AC vs. Heat Pump
Bay Area homeowners are often faced with the difficulty of choosing between a conventional AC and a heat pump. While both these systems work along the same lines when it comes to cooling, there are some glaring differences as well.
Heat pumps and central AC units are considered to be HVAC systems since they essentially pump or transfer heat to condition the inside temperature.
Difference in Operating Parts
A major difference in heat pumps and air conditioning units is the way they function. Heat pumps have the ability to reverse the flow of air direction and transfer and raise indoor temperatures by transferring heat from outside. They do this by making use of a reversing valve which is built into the compressor.
On the other hand, a conventional air conditioning system needs to rely on the heat strips that form part of the air handler to distribute or produce warm air.
Most central air conditioners cost 5% less than the cost of heat pump systems.

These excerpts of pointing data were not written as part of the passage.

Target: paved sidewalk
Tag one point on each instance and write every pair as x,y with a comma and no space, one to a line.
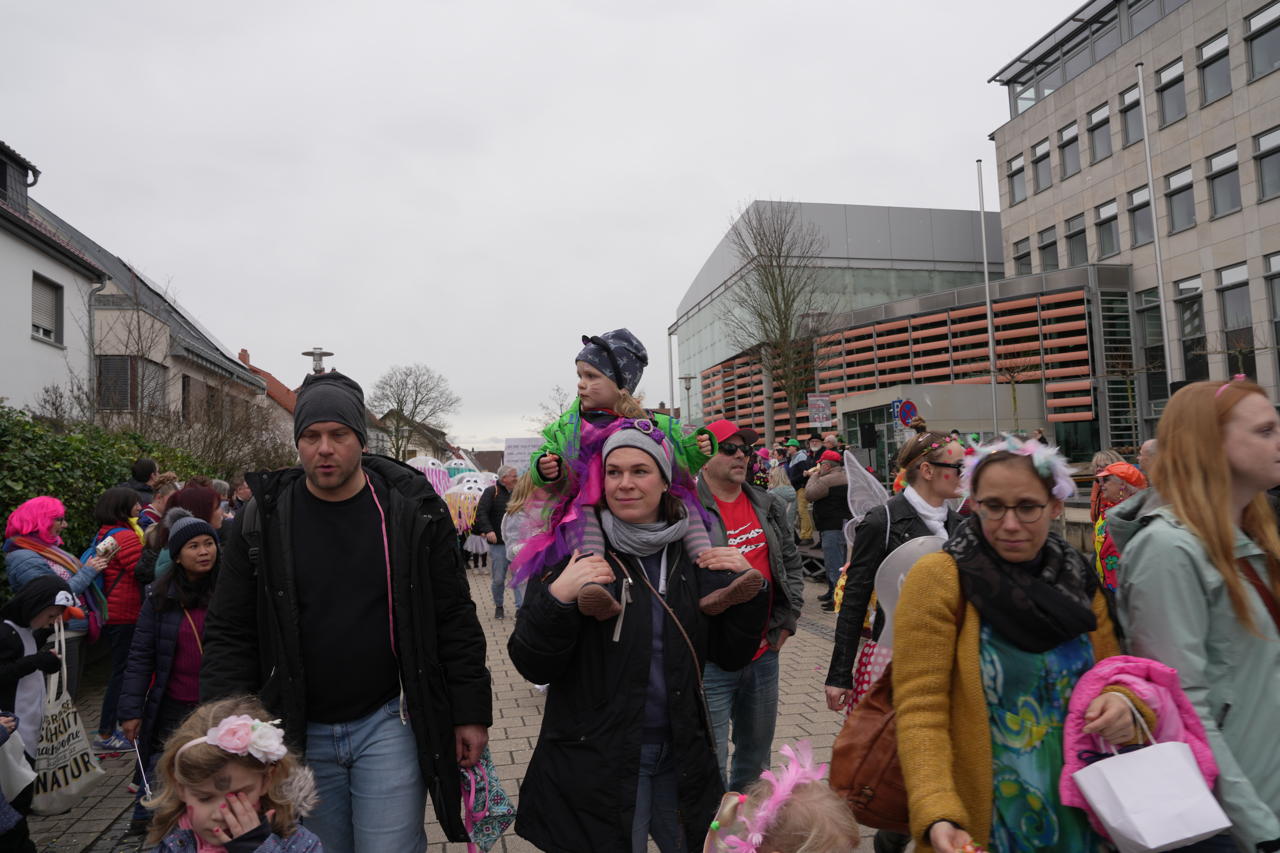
95,825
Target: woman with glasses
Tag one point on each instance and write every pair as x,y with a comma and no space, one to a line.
991,635
1200,582
931,464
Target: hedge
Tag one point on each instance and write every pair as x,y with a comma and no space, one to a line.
76,466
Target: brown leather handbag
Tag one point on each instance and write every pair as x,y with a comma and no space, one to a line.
864,767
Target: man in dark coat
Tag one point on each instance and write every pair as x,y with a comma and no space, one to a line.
489,512
342,602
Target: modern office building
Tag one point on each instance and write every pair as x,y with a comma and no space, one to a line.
1194,83
873,255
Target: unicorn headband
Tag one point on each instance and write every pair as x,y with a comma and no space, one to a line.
799,771
243,735
1046,459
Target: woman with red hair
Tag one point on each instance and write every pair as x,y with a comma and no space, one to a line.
1198,588
32,548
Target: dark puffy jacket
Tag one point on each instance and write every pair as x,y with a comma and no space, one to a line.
489,511
579,793
155,643
252,633
876,537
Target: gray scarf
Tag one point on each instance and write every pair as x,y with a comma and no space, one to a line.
641,539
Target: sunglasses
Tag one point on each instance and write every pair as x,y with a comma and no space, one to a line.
730,448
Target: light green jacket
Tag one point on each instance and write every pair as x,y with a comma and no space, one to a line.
563,434
1174,607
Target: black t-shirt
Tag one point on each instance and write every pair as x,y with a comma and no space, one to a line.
341,569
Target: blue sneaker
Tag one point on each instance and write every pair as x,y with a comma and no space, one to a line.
115,742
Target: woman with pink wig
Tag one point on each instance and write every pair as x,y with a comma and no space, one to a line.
32,548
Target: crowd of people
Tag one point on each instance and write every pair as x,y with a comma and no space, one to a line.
298,661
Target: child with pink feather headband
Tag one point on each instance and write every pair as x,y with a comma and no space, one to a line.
786,811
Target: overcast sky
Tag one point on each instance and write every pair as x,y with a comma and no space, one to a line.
475,185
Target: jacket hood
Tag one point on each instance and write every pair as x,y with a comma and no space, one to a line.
1125,519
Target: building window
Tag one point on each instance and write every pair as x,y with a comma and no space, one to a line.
1191,316
1069,150
1267,146
1023,256
1180,197
1141,227
1233,286
1171,92
1224,183
1271,263
1100,133
1016,179
1109,229
46,310
1077,243
1264,37
1047,242
1151,340
1130,117
1042,173
1215,67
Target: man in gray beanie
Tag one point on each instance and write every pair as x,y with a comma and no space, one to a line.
342,602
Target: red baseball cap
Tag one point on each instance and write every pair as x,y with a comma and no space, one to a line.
726,429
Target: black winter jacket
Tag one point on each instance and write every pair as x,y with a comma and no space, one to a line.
489,511
876,537
579,793
252,634
155,643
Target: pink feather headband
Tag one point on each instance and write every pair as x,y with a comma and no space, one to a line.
798,771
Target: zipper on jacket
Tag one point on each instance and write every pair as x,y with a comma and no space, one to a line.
626,600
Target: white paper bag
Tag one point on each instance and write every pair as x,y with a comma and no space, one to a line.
1152,798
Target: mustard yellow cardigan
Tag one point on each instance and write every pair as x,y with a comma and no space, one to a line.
944,735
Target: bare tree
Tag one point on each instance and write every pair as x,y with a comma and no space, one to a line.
419,395
551,409
777,309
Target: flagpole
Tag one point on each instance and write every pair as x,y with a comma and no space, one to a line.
991,314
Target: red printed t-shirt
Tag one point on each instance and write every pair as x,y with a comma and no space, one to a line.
743,530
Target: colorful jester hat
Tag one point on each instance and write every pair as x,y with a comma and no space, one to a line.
1047,460
565,511
754,826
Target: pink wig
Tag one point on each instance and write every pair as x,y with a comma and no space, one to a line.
35,518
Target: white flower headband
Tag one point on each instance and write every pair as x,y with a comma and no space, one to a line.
243,735
1048,463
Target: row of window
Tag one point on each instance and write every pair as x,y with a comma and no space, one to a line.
1215,82
1221,176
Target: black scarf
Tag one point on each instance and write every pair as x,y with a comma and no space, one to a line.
1036,609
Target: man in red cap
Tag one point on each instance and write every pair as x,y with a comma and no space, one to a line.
1118,482
755,523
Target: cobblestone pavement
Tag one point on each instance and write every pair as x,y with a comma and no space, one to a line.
96,824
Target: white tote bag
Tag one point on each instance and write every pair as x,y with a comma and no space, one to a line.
1152,798
65,765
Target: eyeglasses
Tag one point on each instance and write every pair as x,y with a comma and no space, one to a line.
730,448
1025,512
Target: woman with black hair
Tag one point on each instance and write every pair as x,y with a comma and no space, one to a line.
161,680
117,512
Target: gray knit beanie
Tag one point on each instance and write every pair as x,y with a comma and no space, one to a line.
654,443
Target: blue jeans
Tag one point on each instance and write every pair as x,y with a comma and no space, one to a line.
657,802
498,565
120,637
832,555
369,783
750,699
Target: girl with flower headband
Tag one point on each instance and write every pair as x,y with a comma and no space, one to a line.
228,783
991,635
787,811
608,370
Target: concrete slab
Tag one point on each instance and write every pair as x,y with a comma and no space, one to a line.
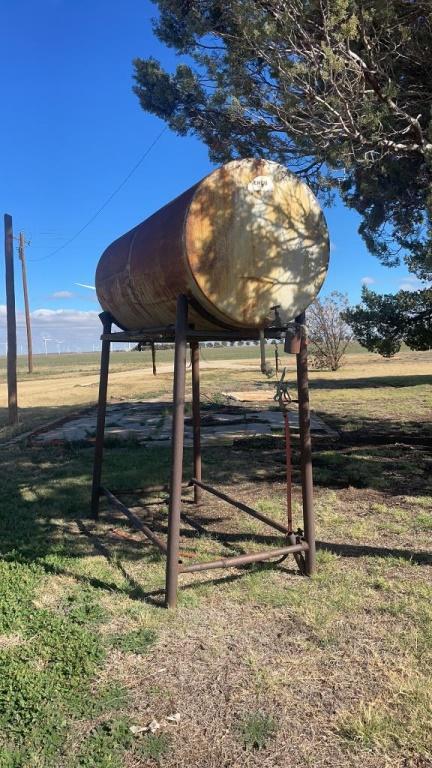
150,424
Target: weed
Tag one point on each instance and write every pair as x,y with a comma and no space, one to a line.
257,729
137,641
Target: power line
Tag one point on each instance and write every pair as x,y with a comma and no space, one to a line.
108,200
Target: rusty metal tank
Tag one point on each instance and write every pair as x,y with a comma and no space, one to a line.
247,238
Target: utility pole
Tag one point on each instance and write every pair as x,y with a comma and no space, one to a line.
11,322
21,252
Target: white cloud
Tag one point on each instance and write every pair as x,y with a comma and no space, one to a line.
62,295
411,283
75,328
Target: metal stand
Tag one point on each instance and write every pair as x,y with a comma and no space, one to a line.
302,546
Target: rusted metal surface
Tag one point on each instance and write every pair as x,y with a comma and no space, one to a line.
177,453
133,519
241,506
196,418
247,238
306,449
288,466
101,413
256,557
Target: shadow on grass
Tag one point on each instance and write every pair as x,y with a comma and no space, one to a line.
46,492
371,382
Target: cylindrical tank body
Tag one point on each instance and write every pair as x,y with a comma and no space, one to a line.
249,237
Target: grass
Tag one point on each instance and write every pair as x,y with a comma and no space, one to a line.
257,729
259,662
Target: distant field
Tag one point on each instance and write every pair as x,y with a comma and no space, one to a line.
88,362
262,667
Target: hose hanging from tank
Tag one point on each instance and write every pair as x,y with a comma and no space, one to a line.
283,397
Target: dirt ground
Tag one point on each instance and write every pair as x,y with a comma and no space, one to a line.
262,666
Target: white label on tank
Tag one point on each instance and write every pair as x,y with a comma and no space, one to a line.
261,184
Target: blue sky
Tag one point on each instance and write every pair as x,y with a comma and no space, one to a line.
71,131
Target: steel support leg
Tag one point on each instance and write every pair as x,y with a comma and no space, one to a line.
306,449
177,452
100,426
196,419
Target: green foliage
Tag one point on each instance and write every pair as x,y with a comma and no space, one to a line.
334,90
45,669
382,323
137,641
257,729
105,745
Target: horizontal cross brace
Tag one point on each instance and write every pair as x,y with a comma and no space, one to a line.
241,506
256,557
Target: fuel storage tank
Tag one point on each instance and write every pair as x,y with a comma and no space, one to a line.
247,238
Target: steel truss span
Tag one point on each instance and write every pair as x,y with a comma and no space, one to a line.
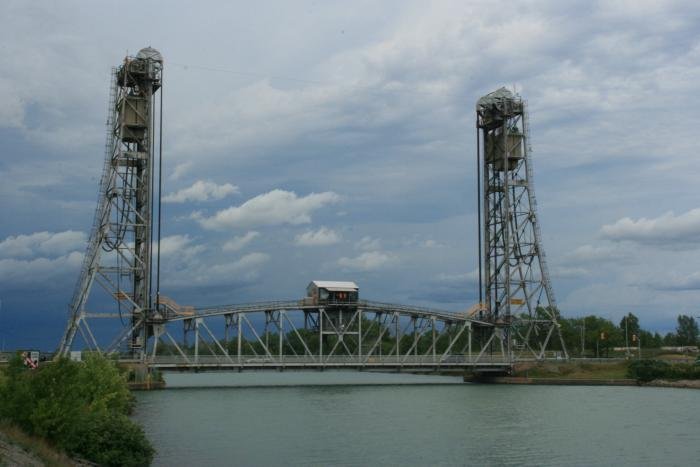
518,296
291,335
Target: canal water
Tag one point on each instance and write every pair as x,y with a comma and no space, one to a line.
338,418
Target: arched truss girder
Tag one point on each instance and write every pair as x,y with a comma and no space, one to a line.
294,334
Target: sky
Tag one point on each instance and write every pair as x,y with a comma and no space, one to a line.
336,140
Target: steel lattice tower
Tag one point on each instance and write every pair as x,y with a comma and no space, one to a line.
119,253
518,296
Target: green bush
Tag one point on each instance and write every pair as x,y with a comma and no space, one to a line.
81,407
648,370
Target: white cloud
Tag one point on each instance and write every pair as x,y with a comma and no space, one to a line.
367,261
42,243
595,254
180,170
201,191
273,208
666,231
367,243
238,243
244,264
177,245
320,237
676,282
562,272
34,271
208,273
463,278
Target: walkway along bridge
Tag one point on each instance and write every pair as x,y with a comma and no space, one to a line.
516,317
283,335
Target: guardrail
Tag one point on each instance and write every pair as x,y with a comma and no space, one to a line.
288,361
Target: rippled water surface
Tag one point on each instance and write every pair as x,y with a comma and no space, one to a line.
408,420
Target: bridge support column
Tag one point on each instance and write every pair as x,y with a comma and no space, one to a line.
359,336
196,339
432,325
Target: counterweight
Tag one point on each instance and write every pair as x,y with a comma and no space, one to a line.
518,295
119,254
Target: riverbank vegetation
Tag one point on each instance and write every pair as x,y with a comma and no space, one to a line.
79,407
650,370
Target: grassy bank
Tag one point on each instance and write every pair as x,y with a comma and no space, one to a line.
81,408
19,448
572,370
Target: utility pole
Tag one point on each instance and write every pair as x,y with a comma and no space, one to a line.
627,343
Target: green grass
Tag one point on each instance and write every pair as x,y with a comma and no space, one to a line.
37,447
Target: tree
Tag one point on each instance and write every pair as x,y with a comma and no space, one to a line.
687,330
631,323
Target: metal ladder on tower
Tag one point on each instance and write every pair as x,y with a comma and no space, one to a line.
92,254
544,268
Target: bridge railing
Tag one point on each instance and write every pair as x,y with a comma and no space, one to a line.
327,361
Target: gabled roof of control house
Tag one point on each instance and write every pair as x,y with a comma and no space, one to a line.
336,286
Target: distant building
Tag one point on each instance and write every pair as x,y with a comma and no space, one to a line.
332,292
681,349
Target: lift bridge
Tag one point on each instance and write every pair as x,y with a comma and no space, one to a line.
331,327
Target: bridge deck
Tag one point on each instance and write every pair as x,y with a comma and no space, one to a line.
294,362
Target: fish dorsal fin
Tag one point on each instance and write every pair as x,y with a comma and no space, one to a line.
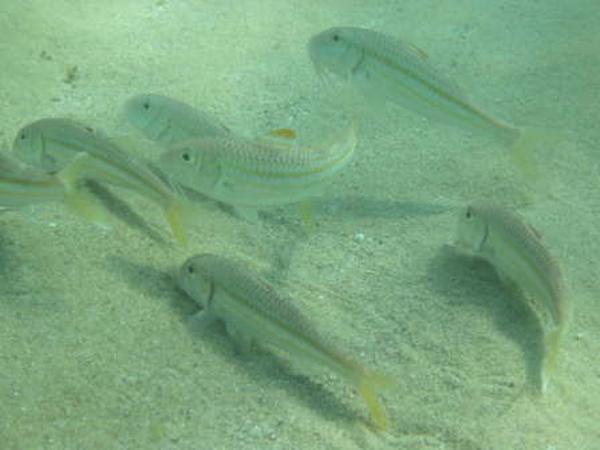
279,138
418,52
537,233
286,133
415,59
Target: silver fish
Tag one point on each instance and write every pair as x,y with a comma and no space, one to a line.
514,248
254,312
386,69
253,175
168,121
53,143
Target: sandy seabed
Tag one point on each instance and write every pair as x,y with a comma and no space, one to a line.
96,349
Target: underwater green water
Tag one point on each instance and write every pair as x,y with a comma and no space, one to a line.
98,345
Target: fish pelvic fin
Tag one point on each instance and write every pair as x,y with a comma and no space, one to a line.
307,213
369,384
552,340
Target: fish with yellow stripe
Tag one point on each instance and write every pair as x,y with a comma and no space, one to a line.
55,143
387,69
21,186
254,313
253,175
516,251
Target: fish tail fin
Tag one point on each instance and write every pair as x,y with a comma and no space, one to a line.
175,213
551,345
369,384
77,197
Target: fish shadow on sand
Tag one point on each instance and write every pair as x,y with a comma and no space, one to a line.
469,281
122,211
361,206
260,365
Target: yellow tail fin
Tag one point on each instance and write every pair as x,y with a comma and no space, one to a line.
368,386
551,346
174,213
77,198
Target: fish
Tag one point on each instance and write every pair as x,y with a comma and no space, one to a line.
168,121
386,69
252,175
22,186
54,143
515,249
254,313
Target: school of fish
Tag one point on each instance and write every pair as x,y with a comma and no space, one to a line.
54,158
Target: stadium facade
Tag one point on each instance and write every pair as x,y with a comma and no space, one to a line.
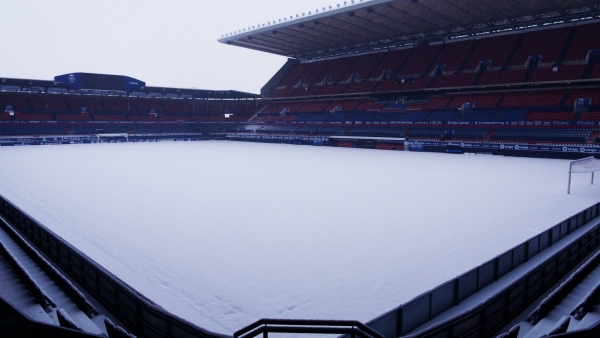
503,77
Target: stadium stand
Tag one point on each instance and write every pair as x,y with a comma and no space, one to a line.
510,73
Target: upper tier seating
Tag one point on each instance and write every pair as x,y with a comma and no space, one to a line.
564,73
502,77
454,54
455,133
480,100
391,62
532,99
497,49
586,38
420,59
478,116
542,134
444,116
536,43
511,115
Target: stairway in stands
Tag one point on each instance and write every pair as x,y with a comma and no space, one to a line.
40,293
572,306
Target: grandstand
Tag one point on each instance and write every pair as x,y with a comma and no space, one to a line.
504,77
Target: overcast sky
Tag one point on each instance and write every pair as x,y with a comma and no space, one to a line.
164,43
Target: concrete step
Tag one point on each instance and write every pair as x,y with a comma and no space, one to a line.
50,288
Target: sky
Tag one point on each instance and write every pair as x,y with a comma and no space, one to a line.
164,43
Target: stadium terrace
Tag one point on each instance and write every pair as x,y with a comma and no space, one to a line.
505,77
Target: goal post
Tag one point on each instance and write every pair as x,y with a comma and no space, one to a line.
584,165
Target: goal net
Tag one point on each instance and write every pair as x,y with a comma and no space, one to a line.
584,165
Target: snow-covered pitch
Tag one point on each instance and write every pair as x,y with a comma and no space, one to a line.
225,233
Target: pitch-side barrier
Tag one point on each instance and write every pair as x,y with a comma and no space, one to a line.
144,318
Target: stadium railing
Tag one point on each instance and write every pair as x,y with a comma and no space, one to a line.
142,316
341,327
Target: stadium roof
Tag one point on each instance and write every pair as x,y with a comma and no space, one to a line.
8,84
368,25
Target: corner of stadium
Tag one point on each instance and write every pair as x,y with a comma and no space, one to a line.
508,78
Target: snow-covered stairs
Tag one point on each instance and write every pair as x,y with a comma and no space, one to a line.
566,315
14,291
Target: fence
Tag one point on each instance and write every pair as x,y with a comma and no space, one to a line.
488,317
142,317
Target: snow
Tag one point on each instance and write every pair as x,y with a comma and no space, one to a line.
225,233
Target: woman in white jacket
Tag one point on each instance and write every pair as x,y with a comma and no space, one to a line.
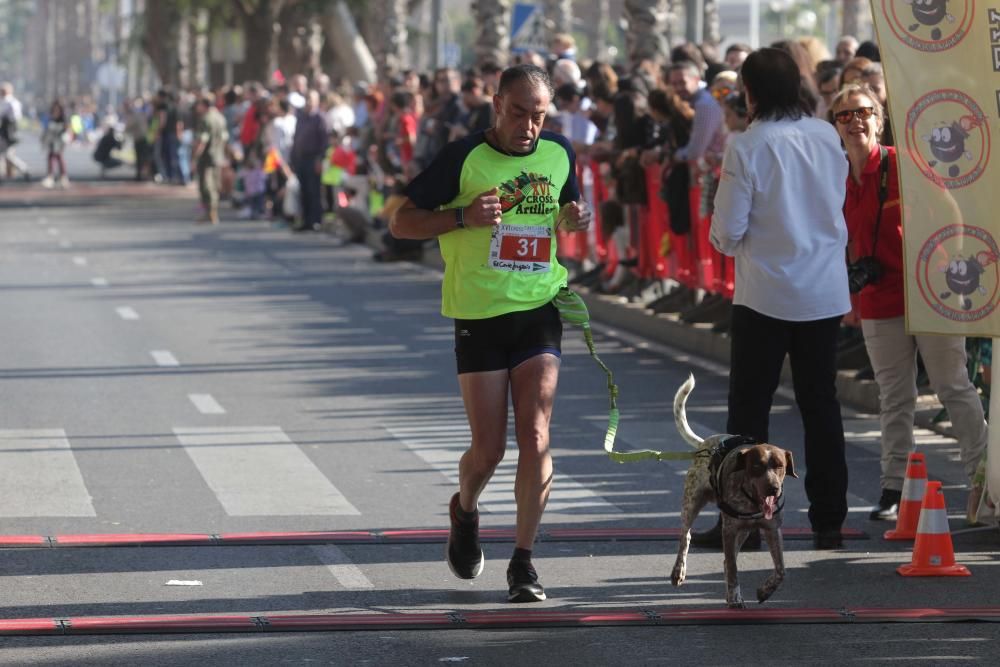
778,211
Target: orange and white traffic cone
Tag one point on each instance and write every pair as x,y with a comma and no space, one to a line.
914,486
932,552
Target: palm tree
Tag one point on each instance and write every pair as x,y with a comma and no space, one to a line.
712,31
559,16
855,15
645,37
493,42
391,36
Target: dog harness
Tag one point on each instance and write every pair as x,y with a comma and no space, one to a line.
718,454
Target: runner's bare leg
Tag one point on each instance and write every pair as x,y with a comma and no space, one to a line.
533,390
485,397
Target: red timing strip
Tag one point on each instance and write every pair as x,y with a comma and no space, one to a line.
414,536
486,620
138,539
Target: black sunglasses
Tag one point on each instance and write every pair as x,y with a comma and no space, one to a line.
847,115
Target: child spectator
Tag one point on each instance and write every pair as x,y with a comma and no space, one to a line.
54,142
254,186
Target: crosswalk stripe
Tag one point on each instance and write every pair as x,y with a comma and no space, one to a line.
442,444
206,404
259,471
340,566
39,476
164,358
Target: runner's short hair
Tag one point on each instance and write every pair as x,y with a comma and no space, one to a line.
535,75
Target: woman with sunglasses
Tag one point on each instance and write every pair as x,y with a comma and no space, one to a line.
874,223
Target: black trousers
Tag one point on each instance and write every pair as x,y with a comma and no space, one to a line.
311,188
758,347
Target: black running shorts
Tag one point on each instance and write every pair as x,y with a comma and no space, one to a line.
503,342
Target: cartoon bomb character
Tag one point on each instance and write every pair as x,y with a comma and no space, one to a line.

This means you would have to pay more for installing a heat pump as well. Heat pumps have comparatively shorter lives since they run year round to both cool and heat the inside temperature.
This can result in higher service prices where heat pumps are concerned since HVAC contractors would take into account year-round maintenance.
It is not enough to simply rely on the cost of a new air conditioning unit or a heat pump while comparing the two. Other factors that are specific to your property may cause additional wear and tear and lead to one becoming more expensive in the long run.
How Does an AC vs. Heat Pump Work?
Conventional air conditioners and heat pumps may differ in their operating parts, but they do rely on the same principle to achieve inside air conditioning. A compressor is utilized by both systems to effectively compress refrigerant inside the system. Gas is compressed inside the compressor which causes temperatures to increase significantly.
This gas is allowed to flow through the condensing coil where it is cooled down to an ambient temperature. The gas expands as it enters the evaporator coil causing temperature in the coil to rapidly drop and cool. A blower or a fan assembly within the handler draws this cooled air from evaporator coil to condition the interior air.
A major difference in the two systems is that the process can be reversed in a heat pump with a simple switch that causes condenser and evaporator coils to raise the inside temperatures.
How to Choose the Best Option?
Several factors come into play when choosing between a heat pump and a conventional central air conditioner. The most notable factor is climate. Most top brands of central AC offer the option to install heat pumps.
Areas that are subjected to temperatures of 40-degrees or lower for a few months in a year are not ideal for the installation of heat pumps. This is because heat pumps needs to work extra hard as the temperature drops to maintain a comfortable inside environment. This causes more energy to be used which will lead to your utility bills skyrocketing.